Hi! I'm new and I already have two lovey girls, Loki and Marlow. They're both very shy and I thought expanding the family will give them more confidence and make everybody more happy. Does anyone have any leads? I checked Petfinder, Mainely rat rescue, Sean Casey, and several other rescues. Thanks!


----------



## Enne (Dec 12, 2020)

Why not look into breeders as well?


----------



## findpolaris (Jun 29, 2021)

Enne said:


> Why not look into breeders as well?


I have looked into them, but all of the ones in NYC now seem defunct. Do you know of any that still exist?


----------



## Enne (Dec 12, 2020)

I'm not from NY, so no. You could try asking on a FB rat breeder group though!


----------



## lfraser06 (Aug 5, 2020)

If you do a Google search for "pet rat breeders in NYC" , you'll get a list to start with.


----------



## ch0x (Jul 21, 2021)

hey if you are still looking i have 2 girls about 6 months old who I am trying to place. we are in Queens.


----------



## moderndryad (12 mo ago)

findpolaris said:


> I have looked into them, but all of the ones in NYC now seem defunct. Do you know of any that still exist?
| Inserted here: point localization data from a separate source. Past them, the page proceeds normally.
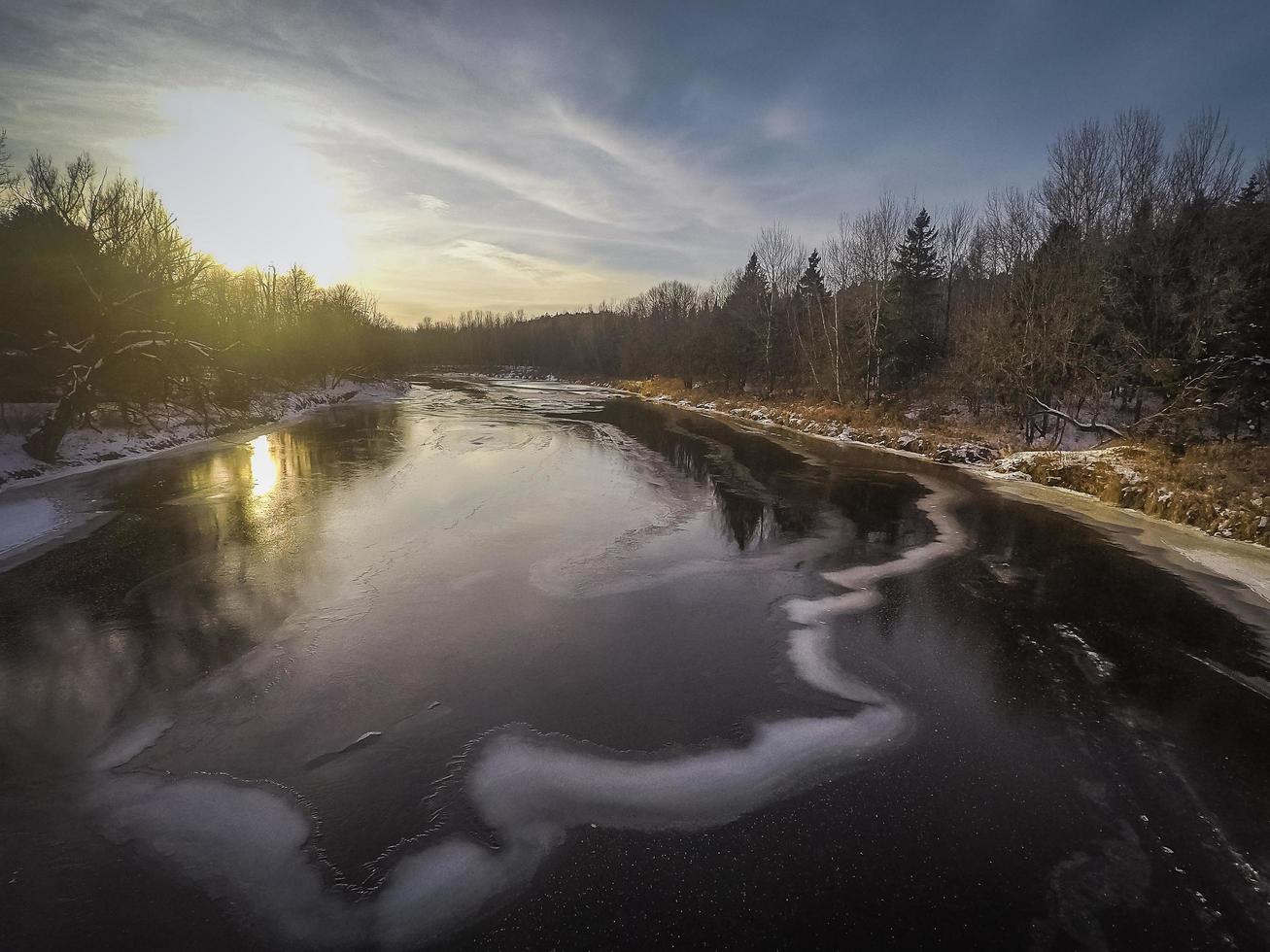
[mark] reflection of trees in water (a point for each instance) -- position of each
(198, 566)
(765, 492)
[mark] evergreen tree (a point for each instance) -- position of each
(910, 339)
(1250, 310)
(741, 317)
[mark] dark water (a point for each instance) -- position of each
(520, 666)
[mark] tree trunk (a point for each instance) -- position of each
(44, 442)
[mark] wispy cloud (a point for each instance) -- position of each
(547, 155)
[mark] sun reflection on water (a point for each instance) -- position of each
(264, 467)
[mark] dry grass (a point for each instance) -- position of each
(1220, 488)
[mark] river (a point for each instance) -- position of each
(518, 665)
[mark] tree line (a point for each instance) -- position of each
(1132, 277)
(107, 307)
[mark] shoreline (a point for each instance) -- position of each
(293, 405)
(1233, 574)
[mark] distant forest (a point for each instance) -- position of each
(1133, 274)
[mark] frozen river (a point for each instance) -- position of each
(512, 665)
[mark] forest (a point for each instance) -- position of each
(1126, 290)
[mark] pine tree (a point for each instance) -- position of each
(1250, 310)
(910, 343)
(741, 314)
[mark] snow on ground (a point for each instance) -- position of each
(87, 448)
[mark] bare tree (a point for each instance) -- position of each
(955, 230)
(1013, 228)
(1081, 182)
(1205, 166)
(1137, 146)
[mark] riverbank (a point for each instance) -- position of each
(86, 448)
(1219, 489)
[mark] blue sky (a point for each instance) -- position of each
(546, 155)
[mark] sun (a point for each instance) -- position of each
(244, 187)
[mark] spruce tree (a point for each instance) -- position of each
(1250, 309)
(910, 343)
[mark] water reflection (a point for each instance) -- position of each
(210, 554)
(264, 468)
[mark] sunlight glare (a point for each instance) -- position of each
(244, 188)
(264, 468)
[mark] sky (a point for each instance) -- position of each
(551, 155)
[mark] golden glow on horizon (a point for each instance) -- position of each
(264, 467)
(244, 188)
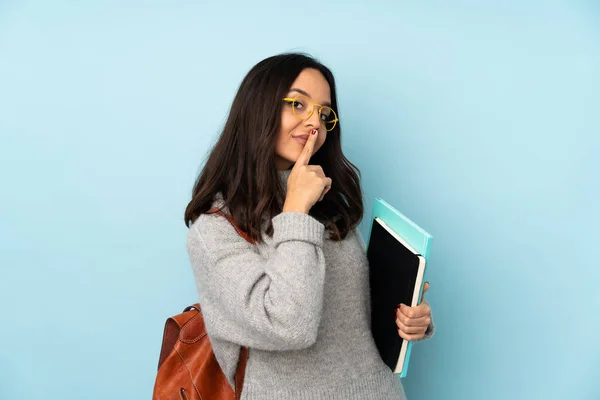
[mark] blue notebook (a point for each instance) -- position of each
(398, 250)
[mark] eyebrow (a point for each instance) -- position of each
(306, 94)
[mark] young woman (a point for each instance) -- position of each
(299, 297)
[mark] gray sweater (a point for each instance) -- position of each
(300, 303)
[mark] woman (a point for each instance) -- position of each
(299, 297)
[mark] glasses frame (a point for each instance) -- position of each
(293, 100)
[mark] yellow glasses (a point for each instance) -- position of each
(303, 108)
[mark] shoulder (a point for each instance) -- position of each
(214, 234)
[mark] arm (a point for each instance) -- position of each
(273, 304)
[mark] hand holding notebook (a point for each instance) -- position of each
(413, 322)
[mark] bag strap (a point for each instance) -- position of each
(173, 330)
(241, 368)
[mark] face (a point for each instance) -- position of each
(293, 132)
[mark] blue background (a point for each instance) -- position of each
(479, 121)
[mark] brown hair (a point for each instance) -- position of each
(241, 165)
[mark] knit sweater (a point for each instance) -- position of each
(299, 301)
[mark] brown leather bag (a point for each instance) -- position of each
(187, 367)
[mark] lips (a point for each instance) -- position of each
(302, 139)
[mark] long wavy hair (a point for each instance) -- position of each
(241, 165)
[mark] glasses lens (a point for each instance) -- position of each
(303, 107)
(328, 118)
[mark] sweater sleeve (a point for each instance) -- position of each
(273, 304)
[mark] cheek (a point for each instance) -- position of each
(320, 140)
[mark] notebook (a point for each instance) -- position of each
(397, 251)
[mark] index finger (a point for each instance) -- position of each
(306, 154)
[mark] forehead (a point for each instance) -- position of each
(314, 83)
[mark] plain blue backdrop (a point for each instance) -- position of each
(479, 120)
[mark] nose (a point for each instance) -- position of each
(314, 120)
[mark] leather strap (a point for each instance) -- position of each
(240, 372)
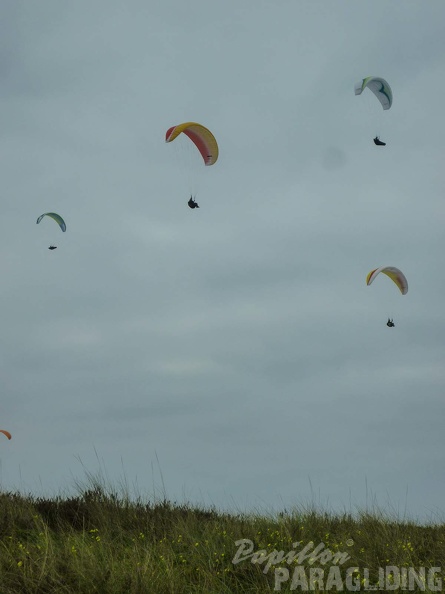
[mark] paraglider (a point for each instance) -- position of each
(203, 139)
(379, 87)
(192, 203)
(393, 273)
(54, 216)
(396, 276)
(381, 90)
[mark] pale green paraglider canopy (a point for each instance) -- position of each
(379, 87)
(54, 216)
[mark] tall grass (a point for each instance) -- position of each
(101, 541)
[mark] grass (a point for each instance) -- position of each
(101, 541)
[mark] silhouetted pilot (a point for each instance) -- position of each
(192, 203)
(378, 142)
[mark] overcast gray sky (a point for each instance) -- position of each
(239, 342)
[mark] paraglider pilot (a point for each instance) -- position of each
(192, 203)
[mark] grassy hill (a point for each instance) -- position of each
(100, 541)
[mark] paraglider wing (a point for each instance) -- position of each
(394, 274)
(379, 87)
(54, 216)
(200, 136)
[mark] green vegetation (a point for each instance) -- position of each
(101, 541)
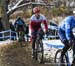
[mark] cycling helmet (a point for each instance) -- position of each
(74, 11)
(36, 10)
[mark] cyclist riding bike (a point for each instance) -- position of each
(66, 35)
(35, 25)
(20, 26)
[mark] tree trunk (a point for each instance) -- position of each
(5, 17)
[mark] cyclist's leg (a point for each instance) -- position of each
(65, 42)
(73, 54)
(73, 47)
(33, 42)
(66, 47)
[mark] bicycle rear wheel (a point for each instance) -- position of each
(57, 58)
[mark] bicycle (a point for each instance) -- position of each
(39, 52)
(67, 61)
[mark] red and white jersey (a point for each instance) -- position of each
(36, 23)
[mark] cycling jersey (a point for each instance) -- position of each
(35, 23)
(66, 27)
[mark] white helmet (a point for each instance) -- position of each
(74, 11)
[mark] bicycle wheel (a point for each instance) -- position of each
(40, 52)
(57, 59)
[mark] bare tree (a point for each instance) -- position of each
(5, 17)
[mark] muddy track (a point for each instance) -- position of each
(14, 55)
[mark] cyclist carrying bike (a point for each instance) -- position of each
(66, 35)
(20, 26)
(35, 25)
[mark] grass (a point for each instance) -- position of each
(14, 55)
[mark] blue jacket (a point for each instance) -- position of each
(67, 25)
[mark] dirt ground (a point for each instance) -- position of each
(15, 55)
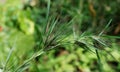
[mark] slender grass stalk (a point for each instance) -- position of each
(97, 53)
(28, 60)
(99, 61)
(9, 55)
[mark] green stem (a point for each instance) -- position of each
(99, 61)
(27, 61)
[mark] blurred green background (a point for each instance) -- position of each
(21, 19)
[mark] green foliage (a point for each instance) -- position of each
(59, 36)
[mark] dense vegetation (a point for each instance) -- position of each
(59, 36)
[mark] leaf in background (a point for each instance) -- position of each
(26, 25)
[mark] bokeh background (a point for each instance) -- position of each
(20, 20)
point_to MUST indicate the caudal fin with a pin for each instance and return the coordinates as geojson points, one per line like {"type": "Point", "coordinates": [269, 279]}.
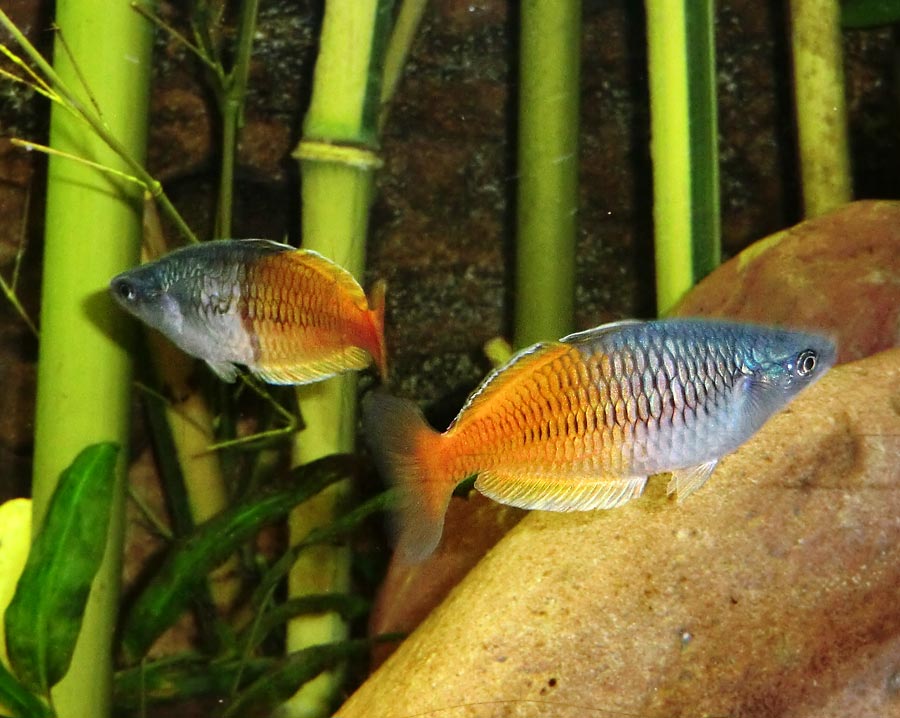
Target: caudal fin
{"type": "Point", "coordinates": [408, 453]}
{"type": "Point", "coordinates": [376, 304]}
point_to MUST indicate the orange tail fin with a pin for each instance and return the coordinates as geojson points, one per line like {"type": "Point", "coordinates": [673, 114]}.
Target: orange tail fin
{"type": "Point", "coordinates": [408, 453]}
{"type": "Point", "coordinates": [376, 304]}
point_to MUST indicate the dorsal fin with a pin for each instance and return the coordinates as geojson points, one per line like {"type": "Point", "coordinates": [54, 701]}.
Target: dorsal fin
{"type": "Point", "coordinates": [330, 271]}
{"type": "Point", "coordinates": [590, 334]}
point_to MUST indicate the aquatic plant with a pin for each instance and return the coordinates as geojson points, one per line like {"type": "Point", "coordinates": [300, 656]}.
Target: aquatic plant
{"type": "Point", "coordinates": [684, 145]}
{"type": "Point", "coordinates": [547, 178]}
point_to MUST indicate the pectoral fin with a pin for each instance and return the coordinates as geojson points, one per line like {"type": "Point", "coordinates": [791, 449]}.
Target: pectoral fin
{"type": "Point", "coordinates": [684, 482]}
{"type": "Point", "coordinates": [554, 494]}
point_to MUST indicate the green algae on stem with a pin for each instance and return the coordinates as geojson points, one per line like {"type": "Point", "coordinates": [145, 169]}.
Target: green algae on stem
{"type": "Point", "coordinates": [58, 88]}
{"type": "Point", "coordinates": [93, 231]}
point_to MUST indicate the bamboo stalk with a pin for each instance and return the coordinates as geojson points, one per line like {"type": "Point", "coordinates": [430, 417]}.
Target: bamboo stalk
{"type": "Point", "coordinates": [93, 232]}
{"type": "Point", "coordinates": [821, 105]}
{"type": "Point", "coordinates": [684, 131]}
{"type": "Point", "coordinates": [548, 169]}
{"type": "Point", "coordinates": [337, 164]}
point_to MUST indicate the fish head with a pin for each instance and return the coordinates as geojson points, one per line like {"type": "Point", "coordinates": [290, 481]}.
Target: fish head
{"type": "Point", "coordinates": [783, 363]}
{"type": "Point", "coordinates": [144, 293]}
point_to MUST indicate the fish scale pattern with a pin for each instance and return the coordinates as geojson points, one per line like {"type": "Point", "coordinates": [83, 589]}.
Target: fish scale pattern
{"type": "Point", "coordinates": [618, 406]}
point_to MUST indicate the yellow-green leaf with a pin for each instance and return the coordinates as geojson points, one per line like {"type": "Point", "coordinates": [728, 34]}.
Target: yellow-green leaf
{"type": "Point", "coordinates": [44, 618]}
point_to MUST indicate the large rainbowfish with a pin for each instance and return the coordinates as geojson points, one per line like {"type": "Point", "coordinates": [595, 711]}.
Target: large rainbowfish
{"type": "Point", "coordinates": [291, 316]}
{"type": "Point", "coordinates": [581, 423]}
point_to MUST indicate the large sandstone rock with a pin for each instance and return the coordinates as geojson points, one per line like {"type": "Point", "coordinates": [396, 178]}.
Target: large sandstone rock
{"type": "Point", "coordinates": [839, 273]}
{"type": "Point", "coordinates": [770, 592]}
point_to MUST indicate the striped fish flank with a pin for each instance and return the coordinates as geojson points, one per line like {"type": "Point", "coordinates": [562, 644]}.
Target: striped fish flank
{"type": "Point", "coordinates": [290, 316]}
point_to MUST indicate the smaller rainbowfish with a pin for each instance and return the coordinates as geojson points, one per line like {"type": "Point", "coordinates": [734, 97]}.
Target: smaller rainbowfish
{"type": "Point", "coordinates": [289, 315]}
{"type": "Point", "coordinates": [581, 423]}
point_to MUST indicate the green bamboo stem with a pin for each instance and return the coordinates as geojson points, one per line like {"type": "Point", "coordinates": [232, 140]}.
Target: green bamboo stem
{"type": "Point", "coordinates": [549, 72]}
{"type": "Point", "coordinates": [337, 163]}
{"type": "Point", "coordinates": [683, 145]}
{"type": "Point", "coordinates": [66, 98]}
{"type": "Point", "coordinates": [93, 232]}
{"type": "Point", "coordinates": [821, 106]}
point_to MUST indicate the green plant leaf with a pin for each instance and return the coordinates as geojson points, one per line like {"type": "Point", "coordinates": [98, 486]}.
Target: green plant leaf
{"type": "Point", "coordinates": [17, 701]}
{"type": "Point", "coordinates": [869, 13]}
{"type": "Point", "coordinates": [298, 668]}
{"type": "Point", "coordinates": [346, 605]}
{"type": "Point", "coordinates": [44, 618]}
{"type": "Point", "coordinates": [190, 559]}
{"type": "Point", "coordinates": [182, 677]}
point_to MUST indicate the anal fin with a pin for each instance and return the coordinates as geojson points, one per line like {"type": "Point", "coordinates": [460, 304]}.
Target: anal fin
{"type": "Point", "coordinates": [225, 370]}
{"type": "Point", "coordinates": [555, 494]}
{"type": "Point", "coordinates": [307, 372]}
{"type": "Point", "coordinates": [686, 481]}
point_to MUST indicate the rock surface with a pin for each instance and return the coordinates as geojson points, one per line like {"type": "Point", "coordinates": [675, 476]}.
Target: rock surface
{"type": "Point", "coordinates": [770, 592]}
{"type": "Point", "coordinates": [839, 273]}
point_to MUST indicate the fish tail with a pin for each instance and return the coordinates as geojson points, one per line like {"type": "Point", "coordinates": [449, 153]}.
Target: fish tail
{"type": "Point", "coordinates": [376, 304]}
{"type": "Point", "coordinates": [409, 453]}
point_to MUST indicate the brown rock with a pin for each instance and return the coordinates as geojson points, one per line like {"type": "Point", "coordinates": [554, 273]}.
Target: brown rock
{"type": "Point", "coordinates": [770, 592]}
{"type": "Point", "coordinates": [839, 273]}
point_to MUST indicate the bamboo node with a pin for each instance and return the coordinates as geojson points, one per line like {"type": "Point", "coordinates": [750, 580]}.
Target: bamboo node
{"type": "Point", "coordinates": [352, 155]}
Did you find anything? I start the hunt every time one of mine passes from old age, which just happened again last month. I can't bring myself to go through another adoption process, I don't have the patience to fill out another 5-page application and request a letter form my landlord...


----------



## findpolaris (Jun 29, 2021)

moderndryad said:


> Did you find anything? I start the hunt every time one of mine passes from old age, which just happened again last month. I can't bring myself to go through another adoption process, I don't have the patience to fill out another 5-page application and request a letter form my landlord...


Hey friend, I did find two rats from a FB page called “No Rats Left Behind” so give that a try. There’s also an NYC rat group on FB as well. Good luck.


----------